Agriculture Secretary Tom Vilsack told reporters in a conference call that the new U.S. Rural Infrastructure Opportunity Fund, which the White House Rural Council announced on July 24, “means that we can begin to address aggressively the infrastructure deficit that exists in the United States in the rural communities today.”

CoBank, a cooperative bank based in Greenwood Village, Colo., is the fund’s “anchor” investor, providing $10 billion in capital, said CEO Robert Engel. The fund will provide loans for rural projects in sectors such as water, wastewater treatment, electricity generation and transmission, and schools.

The White House said some projects' loans could be provided completely through private funds, but other projects could use government grants or loans to leverage private dollars.

The U.S. Dept. of Agriculture has been providing loans and grants for water, electric power, housing and other projects for many years. For example, in fiscal year 2013, USDA’s Rural Utilities Service provided $1.3 billion in direct or guaranteed loans for 755 water and wastewater projects.

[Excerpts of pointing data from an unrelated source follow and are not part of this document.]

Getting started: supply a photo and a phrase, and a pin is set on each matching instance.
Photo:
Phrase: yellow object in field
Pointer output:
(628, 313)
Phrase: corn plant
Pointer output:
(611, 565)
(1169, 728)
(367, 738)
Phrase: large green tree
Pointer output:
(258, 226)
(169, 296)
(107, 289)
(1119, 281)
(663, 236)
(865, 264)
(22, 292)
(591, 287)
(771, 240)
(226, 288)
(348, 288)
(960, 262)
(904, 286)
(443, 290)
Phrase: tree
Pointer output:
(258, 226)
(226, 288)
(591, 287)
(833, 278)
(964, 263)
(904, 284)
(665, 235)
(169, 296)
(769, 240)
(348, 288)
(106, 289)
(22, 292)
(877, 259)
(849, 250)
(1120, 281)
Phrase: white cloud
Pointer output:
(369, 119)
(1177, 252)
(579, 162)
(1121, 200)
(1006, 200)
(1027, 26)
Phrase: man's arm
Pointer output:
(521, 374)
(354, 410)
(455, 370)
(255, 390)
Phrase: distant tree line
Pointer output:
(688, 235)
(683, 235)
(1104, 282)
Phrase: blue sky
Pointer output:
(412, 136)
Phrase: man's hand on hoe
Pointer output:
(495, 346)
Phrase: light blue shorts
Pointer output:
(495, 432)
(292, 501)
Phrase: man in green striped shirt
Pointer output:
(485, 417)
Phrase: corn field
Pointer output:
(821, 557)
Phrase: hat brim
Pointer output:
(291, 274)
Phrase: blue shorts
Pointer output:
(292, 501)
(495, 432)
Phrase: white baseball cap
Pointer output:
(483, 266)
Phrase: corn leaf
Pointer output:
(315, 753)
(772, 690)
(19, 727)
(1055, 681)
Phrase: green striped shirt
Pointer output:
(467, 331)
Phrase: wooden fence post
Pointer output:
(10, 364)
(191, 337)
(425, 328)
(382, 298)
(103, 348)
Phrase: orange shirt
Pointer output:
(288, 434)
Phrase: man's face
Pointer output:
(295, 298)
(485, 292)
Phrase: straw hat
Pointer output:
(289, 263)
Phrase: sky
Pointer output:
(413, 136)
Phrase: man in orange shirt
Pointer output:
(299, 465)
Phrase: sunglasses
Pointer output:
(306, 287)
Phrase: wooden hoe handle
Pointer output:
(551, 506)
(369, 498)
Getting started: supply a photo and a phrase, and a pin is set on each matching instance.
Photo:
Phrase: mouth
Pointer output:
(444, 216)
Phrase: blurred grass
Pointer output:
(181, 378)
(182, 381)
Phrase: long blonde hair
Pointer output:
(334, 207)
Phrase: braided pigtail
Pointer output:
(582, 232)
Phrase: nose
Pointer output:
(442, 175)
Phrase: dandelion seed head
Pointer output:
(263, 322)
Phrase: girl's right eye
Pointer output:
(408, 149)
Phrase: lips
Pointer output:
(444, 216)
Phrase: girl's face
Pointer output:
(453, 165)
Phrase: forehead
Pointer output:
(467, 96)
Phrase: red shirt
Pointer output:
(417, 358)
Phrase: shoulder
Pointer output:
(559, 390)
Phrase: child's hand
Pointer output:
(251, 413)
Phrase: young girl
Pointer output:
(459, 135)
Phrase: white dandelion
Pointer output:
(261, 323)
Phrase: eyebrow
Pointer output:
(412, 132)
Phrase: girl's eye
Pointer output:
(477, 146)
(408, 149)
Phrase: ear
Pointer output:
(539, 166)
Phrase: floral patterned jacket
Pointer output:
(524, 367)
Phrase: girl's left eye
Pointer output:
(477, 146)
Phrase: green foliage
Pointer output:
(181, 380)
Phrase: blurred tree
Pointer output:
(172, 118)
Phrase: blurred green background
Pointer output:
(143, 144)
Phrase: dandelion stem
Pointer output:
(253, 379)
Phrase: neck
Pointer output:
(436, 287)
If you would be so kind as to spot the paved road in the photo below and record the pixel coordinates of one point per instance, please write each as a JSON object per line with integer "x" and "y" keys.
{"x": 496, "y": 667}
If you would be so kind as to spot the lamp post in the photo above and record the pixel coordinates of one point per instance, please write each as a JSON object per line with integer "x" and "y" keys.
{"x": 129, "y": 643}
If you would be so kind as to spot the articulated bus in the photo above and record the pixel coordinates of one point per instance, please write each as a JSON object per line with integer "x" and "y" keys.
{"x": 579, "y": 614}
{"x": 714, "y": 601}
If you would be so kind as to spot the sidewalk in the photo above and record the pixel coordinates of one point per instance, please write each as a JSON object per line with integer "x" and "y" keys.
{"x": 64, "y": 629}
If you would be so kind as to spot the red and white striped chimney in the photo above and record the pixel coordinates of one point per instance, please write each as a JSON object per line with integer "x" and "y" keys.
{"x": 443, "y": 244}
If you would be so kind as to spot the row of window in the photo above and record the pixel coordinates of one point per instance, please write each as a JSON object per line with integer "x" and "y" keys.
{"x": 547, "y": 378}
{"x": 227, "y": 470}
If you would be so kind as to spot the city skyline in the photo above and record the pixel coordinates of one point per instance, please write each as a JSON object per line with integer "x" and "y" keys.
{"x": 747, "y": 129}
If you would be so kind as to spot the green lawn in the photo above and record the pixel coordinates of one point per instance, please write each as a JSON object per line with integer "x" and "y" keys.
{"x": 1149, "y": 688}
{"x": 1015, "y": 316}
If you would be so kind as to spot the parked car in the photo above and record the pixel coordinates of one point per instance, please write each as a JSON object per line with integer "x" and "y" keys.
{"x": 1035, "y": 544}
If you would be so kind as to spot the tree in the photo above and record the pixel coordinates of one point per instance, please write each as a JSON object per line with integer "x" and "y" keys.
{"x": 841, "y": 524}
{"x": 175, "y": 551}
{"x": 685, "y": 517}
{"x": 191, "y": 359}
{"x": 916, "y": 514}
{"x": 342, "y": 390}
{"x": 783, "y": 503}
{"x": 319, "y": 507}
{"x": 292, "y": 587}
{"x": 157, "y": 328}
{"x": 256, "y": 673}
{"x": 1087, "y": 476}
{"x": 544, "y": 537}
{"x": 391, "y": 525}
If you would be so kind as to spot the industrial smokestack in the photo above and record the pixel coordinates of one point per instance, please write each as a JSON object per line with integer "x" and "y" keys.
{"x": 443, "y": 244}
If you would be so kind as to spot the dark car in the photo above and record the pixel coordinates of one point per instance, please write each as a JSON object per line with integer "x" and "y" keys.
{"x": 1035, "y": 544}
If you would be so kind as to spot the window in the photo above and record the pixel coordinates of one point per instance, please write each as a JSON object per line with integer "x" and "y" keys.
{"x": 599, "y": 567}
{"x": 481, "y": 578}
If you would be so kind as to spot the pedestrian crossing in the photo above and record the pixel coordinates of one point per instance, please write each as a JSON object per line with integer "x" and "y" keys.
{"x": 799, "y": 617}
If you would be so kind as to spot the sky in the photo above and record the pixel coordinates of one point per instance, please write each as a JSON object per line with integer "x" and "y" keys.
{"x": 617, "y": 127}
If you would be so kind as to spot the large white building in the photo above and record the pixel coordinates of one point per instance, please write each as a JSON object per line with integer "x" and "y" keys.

But Engel said USDA “has finite resources” in money and personnel. He added, “There’s an understandable backlog of projects across many of these sectors.”

Vilsack agreed there is “significantly greater demand for credit” than the amounts the Rural Utilities Service has available. He noted, “There’s a waiting list of water and wastewater projects out in rural America that we would love to fund, but we simply don’t have the capacity to do it.”

Engel observed that, to make rural projects more attractive to major investors, one possibility would be to pool multiple small projects into large package loans.

Vilsack said other investors, including pension funds and college and university endowments, can join the fund. Capitol Peak Asset Management, which has offices in Denver and Washington, D.C., will manage the fund.

Vilsack chairs the White House Rural Council, whose members include heads of many Cabinet departments and other agencies.